New Ford Edge vs Kia Sorento
Does Ford's return to the large SUV sector mean our soft spot for the Kia Sorento will come to an end?...
What are they like inside?
As you’d expect from such big vehicles, both of these contenders have lots of space inside. Even very tall adults will be comfortable in the front, with no danger of clashing elbows. However, while each car also has enough head and leg room in the second row to keep a couple of six-feet-tall people happy, the Ford Edge is slightly wider, making it more comfortable for three people sitting side-by-side.
That said, should you need to carry more than five people, your hand will be forced towards the Kia Sorento because, disappointingly, you can’t have an Edge with seven seats.
The Sorento’s second-row seats slide and tilt forward to allow access to its third row, although even then you still have to clamber through quite a narrow gap.
Fortunately, there’s better news once you’re back there; the third row has a surprising amount of leg room, and the second row seats slide forwards a little to free up extra space. True, the high floor forces an adult’s knees up towards their ears, but they’ll be happy enough on a short journey, and the seats are at least ideal for children.
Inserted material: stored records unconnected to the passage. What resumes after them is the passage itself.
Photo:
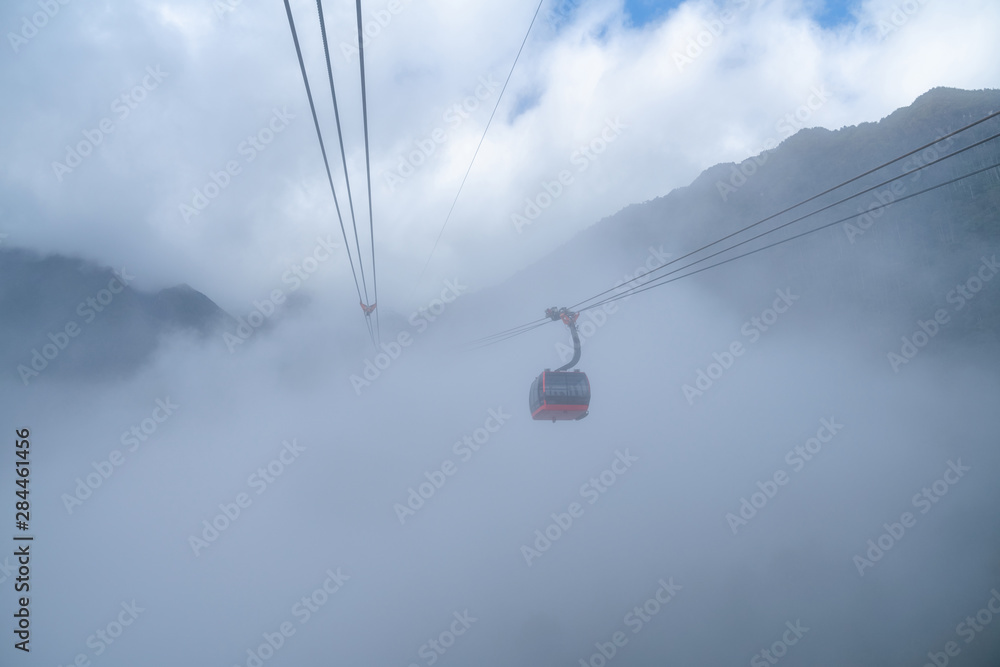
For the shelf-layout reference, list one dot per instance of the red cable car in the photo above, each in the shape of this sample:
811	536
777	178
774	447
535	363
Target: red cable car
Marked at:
562	394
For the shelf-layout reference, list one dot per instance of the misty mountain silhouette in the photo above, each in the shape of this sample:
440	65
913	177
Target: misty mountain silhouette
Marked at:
87	321
895	259
946	232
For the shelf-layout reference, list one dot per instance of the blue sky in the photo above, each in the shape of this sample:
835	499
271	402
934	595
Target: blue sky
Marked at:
828	12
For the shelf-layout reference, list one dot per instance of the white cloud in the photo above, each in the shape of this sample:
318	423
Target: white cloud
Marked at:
228	73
With all seven seats in place, the Sorento’s boot is predictably small, although big enough for a few bags of shopping. With the third row folded flat, however, the boot is bigger than the Ford’s and it’s a squarer, more usable shape.
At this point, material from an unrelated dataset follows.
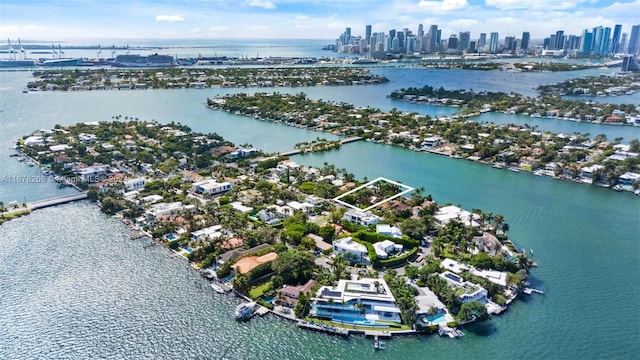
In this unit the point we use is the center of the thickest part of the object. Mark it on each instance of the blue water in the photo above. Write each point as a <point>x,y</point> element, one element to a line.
<point>438,318</point>
<point>72,285</point>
Moving back to the front, the Sorento has the most appealing dashboard. You get soft-touch plastic and leather on the areas you interact with most. Plus, the controls operate with precision and the layout is logical.
'The Sorento has seven seats; the rear pair has a surprising amount of leg room'
In the Edge, there’s leather on the steering wheel and gearlever, but the satin black plastic on the centre of the dashboard looks and feels cheap. The sense of disappointment with the Edge’s interior trim isn’t helped by the flimsy cover on the centre cubbyhole. Admittedly, the Sorento has some hard plastics as well, but they’re hidden better.
The Edge’s infotainment system lags behind, too. Many of the icons are small and it’s trickier to navigate than the Sorento’s. Although the information display behind the steering wheel looks better in the Edge, it can be tricky to find what you’re after, making it more distracting to use on the move.